The state’s transmission company, ElectraNet, is installing four “synchronous generators” in key parts of the state. When they are switched on in the next 12 months, deliver significant cost savings and another pricing party will be over for the gas plants. AEMO won’t need the gas generators so much.
These directions have been about “system strength”. And soon they won’t be needed. Has AEMO had to intervene for the sake of reliability? No, says the report: “During 2017/18 no directions or instructions to market participants were issued to maintain the system in a reliable operating state,” it says
Were there any losses from un-served energy? No, says the report. What was the share of “reliability” events in supply interruptions? 0.29 per cent. (Just to be clear, that is, nought point two nine per cent).
And this is the remarkable thing. For all the AEMC’s hand-wringing about the influx of wind and solar, and the consumer switch to rooftop installations and batteries, which state is likely facing the least problems in terms of reliability?
If the events of last August are anything to go by, it will be South Australia. The state that has already surpassed a 50 per cent share of wind and solar, and is charging towards 60, 70, and 80 per cent renewables, and will likely be generating more than 100 per cent of its demand from wind and solar within a decade.

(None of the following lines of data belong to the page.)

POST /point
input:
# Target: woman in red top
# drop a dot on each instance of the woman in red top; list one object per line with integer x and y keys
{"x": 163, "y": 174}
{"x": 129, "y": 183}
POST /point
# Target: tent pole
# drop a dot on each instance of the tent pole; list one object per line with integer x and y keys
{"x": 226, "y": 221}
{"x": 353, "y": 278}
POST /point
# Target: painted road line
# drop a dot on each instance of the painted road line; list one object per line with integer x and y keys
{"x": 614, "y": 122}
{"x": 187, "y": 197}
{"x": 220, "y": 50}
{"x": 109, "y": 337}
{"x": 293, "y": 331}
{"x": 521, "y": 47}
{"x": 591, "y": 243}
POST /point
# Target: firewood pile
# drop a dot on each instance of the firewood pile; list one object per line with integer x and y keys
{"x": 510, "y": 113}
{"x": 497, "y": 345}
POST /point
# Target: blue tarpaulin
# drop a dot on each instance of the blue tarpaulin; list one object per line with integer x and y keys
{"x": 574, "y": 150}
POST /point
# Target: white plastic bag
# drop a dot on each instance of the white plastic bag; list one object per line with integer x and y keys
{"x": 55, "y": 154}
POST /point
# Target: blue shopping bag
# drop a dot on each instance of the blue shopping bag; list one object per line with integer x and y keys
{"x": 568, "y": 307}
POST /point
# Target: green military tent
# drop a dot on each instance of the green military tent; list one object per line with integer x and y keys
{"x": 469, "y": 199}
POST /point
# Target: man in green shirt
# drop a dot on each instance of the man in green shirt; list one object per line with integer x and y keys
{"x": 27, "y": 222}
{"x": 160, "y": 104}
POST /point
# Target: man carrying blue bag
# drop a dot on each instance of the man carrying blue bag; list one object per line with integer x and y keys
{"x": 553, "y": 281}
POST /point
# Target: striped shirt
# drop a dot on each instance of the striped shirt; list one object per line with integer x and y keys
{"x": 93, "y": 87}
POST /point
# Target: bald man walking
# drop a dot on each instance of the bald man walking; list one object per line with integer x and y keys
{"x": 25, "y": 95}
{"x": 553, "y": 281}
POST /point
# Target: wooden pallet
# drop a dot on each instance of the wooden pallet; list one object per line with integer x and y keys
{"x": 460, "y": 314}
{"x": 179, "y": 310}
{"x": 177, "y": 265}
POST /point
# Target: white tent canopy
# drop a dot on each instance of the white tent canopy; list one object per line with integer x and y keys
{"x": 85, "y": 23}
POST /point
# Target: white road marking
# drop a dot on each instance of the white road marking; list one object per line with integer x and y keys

It is also because it has a strong grid. Yes, it has issues, and emerging ones, particularly when the amount of rooftop solar pushes minimum demand to negative territory, something that could happen within three or four years.
But these problems can be addressed and resolved, particularly if the regulators and rule-makers are not asleep at the wheel. And South Australia has already become home to innovation and adaption.
It had the first big batteries, the first wind farm that can provide frequency response, and it will have the first major virtual power plants and hydrogen electrolyser that can boost stability and reliability to the grid. It should still get the first large scale tower plant with storage, and it has business – such as the Whyalla steel-works genuinely excited about the shift to renewables.
South Australia is also succeeding because the previous government got tired of market-makers holding its grid to ransom and went about ensuring its own security – most notably through the Tesla big battery, or the Hornsdale Power Reserve.
Unlike the big lumbering coal and gas generators, the battery – as the AEMC notes – does what it is supposed to do. It is fast, accurate, and flexible. It holds the grid together, as AEMO noted in that major load-shedding that hit other states in August, and in other events.
More than, it points to the future that the AEMC for so long refused to see. The new Liberal government in South Australia says it is very comfortable with the pace of transition that will see the state become a significant leader in the switch to the clean energy future.
But there’s a lot to be done, particularly in recognising the value of these new technologies. As AEMO has noted, batteries only get payment for one third of the services they can offer to the grid.
That’s a failing of the rule makers to keep pace. There are many other examples. Within two decades, this “consumer led revolution” will see more battery storage in homes and the widespread adoption of electric vehicles, nearly half of all the market will be supplied by distributed resources installed by consumers.
Can the AEMC catch up? Or will it just continue its pursuit of cheap headlines?